# Anonymous stem



## Thorald (Aug 8, 2009)

Hi,

Can someone please id this plant? From looking in the plantfinder I guess it is Ludwigia brevipes. It's wide and it's starting to become red now I have more light, before that it was green.

It's the plant the plant in the corner under the filter.























If it is Ludwigia brevipes it's a shame, because I just got some Rotala wallichii as red and 2 reds in my nano will not look so good


----------



## Cavan Allen (Jul 22, 2004)

I don't think it's _L. brevipes_. Could be _Hygrophila polysperma_, but we'd need some sharper photos to be sure.


----------



## Thorald (Aug 8, 2009)

Thank you.

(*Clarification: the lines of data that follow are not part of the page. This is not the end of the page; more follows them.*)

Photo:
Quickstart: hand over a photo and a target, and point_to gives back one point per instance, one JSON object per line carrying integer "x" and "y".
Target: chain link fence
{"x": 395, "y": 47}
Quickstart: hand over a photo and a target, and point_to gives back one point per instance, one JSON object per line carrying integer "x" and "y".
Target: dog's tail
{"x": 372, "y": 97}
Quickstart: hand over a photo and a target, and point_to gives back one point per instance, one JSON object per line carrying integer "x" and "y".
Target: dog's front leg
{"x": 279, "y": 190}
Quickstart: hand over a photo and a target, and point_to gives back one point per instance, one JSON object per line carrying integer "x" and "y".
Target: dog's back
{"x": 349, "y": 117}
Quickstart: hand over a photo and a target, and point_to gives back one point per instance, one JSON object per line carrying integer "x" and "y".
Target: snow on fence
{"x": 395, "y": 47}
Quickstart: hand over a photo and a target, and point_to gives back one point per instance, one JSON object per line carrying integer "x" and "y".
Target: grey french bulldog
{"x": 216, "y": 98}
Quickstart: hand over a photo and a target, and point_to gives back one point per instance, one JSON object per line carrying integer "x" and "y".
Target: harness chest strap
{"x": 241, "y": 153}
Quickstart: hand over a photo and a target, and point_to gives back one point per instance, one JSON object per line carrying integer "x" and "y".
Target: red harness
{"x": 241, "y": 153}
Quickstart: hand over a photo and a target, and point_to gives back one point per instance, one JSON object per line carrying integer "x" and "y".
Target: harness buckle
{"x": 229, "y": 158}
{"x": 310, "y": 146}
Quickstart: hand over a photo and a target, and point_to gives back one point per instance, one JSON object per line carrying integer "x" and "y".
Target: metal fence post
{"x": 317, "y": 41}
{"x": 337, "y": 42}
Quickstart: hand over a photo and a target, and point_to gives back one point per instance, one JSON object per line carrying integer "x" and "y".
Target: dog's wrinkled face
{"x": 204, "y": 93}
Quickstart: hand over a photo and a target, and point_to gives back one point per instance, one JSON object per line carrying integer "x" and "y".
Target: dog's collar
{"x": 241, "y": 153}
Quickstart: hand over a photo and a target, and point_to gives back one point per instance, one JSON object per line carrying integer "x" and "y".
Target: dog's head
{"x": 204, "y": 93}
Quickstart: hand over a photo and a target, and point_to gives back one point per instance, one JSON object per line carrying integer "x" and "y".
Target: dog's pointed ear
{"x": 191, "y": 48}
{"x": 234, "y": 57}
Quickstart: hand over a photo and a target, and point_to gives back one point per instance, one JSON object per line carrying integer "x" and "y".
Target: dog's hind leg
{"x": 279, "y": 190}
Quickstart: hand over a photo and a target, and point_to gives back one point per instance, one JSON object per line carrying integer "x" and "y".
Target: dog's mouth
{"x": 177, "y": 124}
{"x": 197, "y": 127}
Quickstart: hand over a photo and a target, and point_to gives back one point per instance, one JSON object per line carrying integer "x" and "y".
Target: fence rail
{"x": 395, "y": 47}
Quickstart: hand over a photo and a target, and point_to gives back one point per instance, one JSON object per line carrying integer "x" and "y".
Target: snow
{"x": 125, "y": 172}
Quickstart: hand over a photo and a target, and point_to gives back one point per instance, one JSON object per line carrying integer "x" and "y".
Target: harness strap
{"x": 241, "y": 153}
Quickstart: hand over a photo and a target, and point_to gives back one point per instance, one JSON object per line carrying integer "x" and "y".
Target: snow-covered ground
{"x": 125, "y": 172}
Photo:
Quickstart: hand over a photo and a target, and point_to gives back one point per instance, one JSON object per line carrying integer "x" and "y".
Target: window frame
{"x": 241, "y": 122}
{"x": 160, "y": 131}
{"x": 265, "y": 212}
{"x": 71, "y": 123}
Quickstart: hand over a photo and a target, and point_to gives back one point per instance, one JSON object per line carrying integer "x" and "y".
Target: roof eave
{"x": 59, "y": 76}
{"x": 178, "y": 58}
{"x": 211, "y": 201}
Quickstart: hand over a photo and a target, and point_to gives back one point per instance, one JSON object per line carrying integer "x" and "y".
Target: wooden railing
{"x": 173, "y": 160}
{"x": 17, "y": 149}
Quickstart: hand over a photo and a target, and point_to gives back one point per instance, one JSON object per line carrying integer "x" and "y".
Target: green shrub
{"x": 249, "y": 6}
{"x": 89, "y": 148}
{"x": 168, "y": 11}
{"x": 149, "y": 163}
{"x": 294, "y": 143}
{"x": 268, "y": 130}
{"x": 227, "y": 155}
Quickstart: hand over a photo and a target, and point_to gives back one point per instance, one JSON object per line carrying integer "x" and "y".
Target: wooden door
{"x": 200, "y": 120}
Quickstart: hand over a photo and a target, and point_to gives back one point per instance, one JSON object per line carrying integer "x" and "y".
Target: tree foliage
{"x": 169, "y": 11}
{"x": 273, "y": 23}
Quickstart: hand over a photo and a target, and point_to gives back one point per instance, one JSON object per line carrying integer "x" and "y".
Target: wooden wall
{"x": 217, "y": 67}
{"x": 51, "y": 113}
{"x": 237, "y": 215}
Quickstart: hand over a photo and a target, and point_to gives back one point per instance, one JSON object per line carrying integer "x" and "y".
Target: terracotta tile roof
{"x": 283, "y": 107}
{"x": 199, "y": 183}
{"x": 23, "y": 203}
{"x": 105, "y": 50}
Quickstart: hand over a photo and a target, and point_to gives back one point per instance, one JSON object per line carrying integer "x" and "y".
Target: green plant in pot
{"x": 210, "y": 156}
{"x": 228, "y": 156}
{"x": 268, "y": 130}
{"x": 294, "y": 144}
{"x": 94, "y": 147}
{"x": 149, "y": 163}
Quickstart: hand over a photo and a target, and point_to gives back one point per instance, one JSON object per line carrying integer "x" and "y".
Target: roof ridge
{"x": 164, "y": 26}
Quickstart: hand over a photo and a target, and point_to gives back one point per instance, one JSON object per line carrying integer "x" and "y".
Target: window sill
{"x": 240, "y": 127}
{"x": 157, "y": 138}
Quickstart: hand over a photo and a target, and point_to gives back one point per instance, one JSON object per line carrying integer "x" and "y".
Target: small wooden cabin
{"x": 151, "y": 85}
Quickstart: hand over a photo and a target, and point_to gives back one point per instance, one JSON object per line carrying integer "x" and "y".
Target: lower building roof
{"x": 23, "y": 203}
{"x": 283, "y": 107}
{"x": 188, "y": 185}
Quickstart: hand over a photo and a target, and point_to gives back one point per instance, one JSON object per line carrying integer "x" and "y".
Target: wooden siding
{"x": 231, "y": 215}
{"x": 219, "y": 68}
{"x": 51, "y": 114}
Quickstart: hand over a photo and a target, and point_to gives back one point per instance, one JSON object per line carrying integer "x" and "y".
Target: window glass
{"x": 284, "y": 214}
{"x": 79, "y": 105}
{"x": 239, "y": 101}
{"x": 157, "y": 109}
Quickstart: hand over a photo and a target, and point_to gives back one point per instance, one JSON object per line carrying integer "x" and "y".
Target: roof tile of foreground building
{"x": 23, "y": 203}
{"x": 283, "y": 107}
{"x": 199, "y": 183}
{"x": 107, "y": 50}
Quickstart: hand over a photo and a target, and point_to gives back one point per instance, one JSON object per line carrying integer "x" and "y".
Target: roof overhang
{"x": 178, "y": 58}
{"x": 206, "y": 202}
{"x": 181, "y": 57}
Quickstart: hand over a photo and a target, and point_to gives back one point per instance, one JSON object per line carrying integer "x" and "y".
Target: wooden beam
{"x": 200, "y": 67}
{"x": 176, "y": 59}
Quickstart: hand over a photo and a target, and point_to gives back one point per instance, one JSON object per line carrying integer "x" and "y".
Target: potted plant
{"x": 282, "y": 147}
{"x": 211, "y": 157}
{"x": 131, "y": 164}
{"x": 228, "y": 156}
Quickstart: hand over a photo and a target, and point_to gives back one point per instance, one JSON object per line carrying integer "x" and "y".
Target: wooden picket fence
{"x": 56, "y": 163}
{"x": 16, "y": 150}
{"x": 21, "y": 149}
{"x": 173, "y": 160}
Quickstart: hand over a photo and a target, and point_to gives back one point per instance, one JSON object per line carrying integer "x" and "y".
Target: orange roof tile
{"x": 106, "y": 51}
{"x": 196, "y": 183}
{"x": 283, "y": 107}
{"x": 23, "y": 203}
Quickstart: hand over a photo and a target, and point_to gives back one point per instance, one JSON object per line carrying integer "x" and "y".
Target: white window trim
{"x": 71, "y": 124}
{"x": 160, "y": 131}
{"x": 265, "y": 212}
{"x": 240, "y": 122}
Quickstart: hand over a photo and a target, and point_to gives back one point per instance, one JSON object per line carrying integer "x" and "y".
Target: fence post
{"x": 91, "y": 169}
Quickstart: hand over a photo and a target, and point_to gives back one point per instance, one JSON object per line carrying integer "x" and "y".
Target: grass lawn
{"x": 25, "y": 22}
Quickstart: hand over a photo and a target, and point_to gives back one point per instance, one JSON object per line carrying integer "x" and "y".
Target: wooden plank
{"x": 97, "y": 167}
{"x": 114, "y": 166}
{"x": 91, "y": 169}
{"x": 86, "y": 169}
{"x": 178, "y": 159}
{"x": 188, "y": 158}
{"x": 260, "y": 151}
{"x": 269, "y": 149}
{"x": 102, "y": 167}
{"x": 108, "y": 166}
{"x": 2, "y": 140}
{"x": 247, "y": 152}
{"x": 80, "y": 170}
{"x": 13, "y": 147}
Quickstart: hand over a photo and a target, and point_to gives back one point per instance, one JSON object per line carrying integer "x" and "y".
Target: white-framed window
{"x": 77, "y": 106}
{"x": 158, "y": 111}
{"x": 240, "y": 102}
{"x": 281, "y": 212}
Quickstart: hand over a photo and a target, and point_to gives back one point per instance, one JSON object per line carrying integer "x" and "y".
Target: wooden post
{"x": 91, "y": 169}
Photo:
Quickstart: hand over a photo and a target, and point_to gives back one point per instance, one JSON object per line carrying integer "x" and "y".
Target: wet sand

I know the pictures are not good, I'll try to get a better camera to make some new pictures.

The change of color could be some sort of algae or dirt, because some parts became green again after a snail cleaned it.


----------



## mythin (Sep 2, 2007)

It could be diatoms, or it could be polysperma which does turn a copper color in higher light.


----------



## Thorald (Aug 8, 2009)

Thank you both. I took part of it to my LFS and they identified it as polysperma. And it probably has diatoms on it since I only have 1 shrimp left and the snails can't keep up with it.

This is a really versatile plant am I correct? I've read that it can take on many different leaves sizes, shapes and colors. Is there any way of controlling this. I'm probably going to place it where the cabomba is currently standing and let it reach for the surface.

The cabomba is going out, for some reason it is doing the worst of all my plants. Is this because it is a cold water plant?


----------